PS Consultants - ideas & solutions

Security on the net
April 2000

The internet's growth as a trading medium has carried on almost oblivious to the early fears of security of credit card transactions - for most users, that's now history. However, the consequences of lax identity control means that around half of all reported credit card fraud now occurs on the net, although only 5% (very max) of trading is done on the net. How so..?

Wait a moment before you rush to shred you cards and cancel the account numbers, this fraud has almost no consequences for card holders - the fall guys are the e-tailers who get charged back by the card "acceptance" companies every time there is the merest sniff of a dodgy deal. I'd love to hear from any read who has suffered loss as a purchaser over the net - because I still don't know of any authentic losses incurred by card holders themselves.

I know of loads of stiffed e-tailers who accepted cards in good faith, got the "OK" from the card companies and duly delivered goods, only to have the charged refuted because of subsequent revelations of fraud, most usually on digital downloads (software and music) where there is no physical delivery address to supply to. It's so pathetically simple - hang around the bins at the back of the Chinese restaurant and fish out the credit card counterfoils. Then fill your hard disk with stolen digital data.

It's the same wheeze as afflicts the "Pay as you go" cellphones, and it's really a case of the credit card companies and banks being guilty of being stupid. But there is also now a wheeze that takes advantage of the "comfort" of a delivery address - after all, how can the trader go wrong with a legit delivery address to support the purchase?

Easy! The scamster with the stolen credit card advertises goods on an auction site at an "attractive price", and lays in wait for a victim to bite. Curious - but suspicious about the low price - the victim asks the seller for more information. The seller then offers to ship the goods directly to the shopper, no questions asked, no money upfront.  The scamster just asks for a promise  from the victim  to return  the goods, or send the dosh.

Since the goods are every bit as expected  when they turn up , the scamster  usually  gets the dosh wired over to an accommodation address, and everyone is happy. The fact that bank  accommodating the address in one scam was a Latvian bank might have raised a few eyebrows - but hey, this net thing is a global phenomenon, right?  However, have you tried suing anyone in Latvia lately? No? I thought not. Don't bother, either.

How and why do banks allow this sort of thing, you may wonder, when it's so darned obvious. Well, the land of the CC is the USA, and I have a lovely conspiracy theory that I would like to share with you. Remember prohibition..? Well, one of the factions most opposed to ending prohibition turned out to be those who made money from running the booze, and it's just possible that seriously organised US crime is responsible for making a lot of money from the presently imperfect nature of credit cards. Maybe some large bank executives who have tried to clamp down have woken up with a horse’s head on the pillow next to them, capice? Who knows?
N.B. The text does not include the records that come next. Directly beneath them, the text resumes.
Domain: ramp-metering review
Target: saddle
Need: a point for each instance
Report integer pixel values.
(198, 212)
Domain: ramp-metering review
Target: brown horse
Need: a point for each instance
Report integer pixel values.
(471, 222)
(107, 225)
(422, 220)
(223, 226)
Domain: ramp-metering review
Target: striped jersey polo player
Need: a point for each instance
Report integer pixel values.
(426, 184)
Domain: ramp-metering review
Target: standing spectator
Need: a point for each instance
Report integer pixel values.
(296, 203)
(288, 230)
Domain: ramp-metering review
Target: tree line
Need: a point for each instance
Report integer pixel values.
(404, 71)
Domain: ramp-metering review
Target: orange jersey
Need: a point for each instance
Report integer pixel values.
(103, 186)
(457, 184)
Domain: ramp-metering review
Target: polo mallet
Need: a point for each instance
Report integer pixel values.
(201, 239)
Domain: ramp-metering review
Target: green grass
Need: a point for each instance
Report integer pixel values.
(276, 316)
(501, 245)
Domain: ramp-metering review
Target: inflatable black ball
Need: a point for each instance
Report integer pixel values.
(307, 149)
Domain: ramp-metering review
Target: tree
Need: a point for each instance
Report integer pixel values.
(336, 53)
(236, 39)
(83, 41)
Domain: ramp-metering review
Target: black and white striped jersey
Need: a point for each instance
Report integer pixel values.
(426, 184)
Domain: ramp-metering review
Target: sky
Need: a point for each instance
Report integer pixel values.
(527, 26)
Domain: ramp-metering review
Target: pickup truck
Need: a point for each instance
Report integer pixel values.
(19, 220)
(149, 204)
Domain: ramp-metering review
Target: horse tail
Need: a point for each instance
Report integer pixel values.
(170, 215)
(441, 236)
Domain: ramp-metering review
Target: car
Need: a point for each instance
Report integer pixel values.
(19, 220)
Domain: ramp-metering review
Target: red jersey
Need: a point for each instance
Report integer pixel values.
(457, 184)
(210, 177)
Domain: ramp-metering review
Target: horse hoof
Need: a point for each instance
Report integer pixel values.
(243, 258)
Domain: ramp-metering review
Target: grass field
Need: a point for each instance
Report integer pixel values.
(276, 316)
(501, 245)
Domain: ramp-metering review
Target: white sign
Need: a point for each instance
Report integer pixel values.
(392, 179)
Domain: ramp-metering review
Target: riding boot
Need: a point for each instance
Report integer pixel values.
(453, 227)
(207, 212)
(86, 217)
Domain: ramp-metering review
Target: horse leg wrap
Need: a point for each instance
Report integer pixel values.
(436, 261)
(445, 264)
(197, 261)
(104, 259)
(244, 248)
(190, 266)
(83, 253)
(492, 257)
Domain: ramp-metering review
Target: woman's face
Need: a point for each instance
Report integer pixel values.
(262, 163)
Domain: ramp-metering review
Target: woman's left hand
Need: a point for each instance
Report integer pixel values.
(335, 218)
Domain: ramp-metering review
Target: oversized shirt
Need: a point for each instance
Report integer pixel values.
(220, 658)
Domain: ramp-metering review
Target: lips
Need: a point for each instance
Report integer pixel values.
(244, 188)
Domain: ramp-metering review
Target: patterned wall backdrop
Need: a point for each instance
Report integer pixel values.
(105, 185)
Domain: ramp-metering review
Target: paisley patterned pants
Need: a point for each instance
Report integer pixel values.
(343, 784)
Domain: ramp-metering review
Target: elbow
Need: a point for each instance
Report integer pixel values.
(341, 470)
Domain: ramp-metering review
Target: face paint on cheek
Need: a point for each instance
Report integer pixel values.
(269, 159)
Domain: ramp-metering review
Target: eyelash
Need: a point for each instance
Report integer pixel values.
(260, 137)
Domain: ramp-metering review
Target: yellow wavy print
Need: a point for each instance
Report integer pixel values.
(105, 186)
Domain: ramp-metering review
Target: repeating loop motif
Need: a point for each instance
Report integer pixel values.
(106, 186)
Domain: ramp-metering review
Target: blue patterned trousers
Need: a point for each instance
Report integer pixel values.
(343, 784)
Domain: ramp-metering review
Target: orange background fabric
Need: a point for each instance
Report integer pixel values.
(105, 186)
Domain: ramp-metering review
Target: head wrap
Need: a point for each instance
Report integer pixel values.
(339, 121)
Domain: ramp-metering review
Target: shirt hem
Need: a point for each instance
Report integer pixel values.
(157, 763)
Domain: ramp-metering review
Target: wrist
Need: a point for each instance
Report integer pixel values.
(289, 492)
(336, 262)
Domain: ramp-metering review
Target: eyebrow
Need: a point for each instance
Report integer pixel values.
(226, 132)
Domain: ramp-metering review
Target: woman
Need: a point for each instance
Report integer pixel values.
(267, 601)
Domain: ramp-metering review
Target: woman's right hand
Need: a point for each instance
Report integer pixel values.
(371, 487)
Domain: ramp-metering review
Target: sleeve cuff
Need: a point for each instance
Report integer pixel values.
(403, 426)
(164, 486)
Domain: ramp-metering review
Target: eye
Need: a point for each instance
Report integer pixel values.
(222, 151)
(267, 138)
The notion of "secure server certification" has been around for a while, and this means that secure servers are registered through a process of trusted third parties who make an effort to only issue certificates to people who are who and what they say they are. This is not a perfect process, there are no inspectors visiting to make certain that this is not a scam to collect credit cards, just a diligent process much like establishing identity when applying for a passport - ie: not infallible. And at the end of the day, these certificates are only "soft" and thus easily misappropriated or otherwise purloined. However, they are tied to specific system host names and thus a degree of traceability is possible.

But there is no such thing as a "Secure purchaser certificate" (yet), and with dynamic IP allocations, unless an ISP is remarkably more diligent than most, it's difficult to trace any dial-up user with certainty.

But the obvious solution is... erm "obvious". Only a hardware device that can be issued securely against a specific identity is going to solve this problem for the card companies. They know it, but they are just slow to address the matter. A smart card is the only way forward in electronic identity (subcutaneous transponders aside) and it's a relief to see that this particular penny has started to drop.

Now the next battle to fight is the proliferation of standards in Smart Cards as banks will be banks, and will want to try and fence off bits of the e-scape for themselves, in their traditional manner. But thanks to an accident of banking, the Mondex cash card scheme started before the net was even an issue has emerged to take the lead and show everyone the way. In the same way TCPIP provided the common data management route that made the net happen, so the Mondex inspired card operating system - Multos - could provide the open structures for a sensible smart card strategy for the net. Keep your fingers crossed.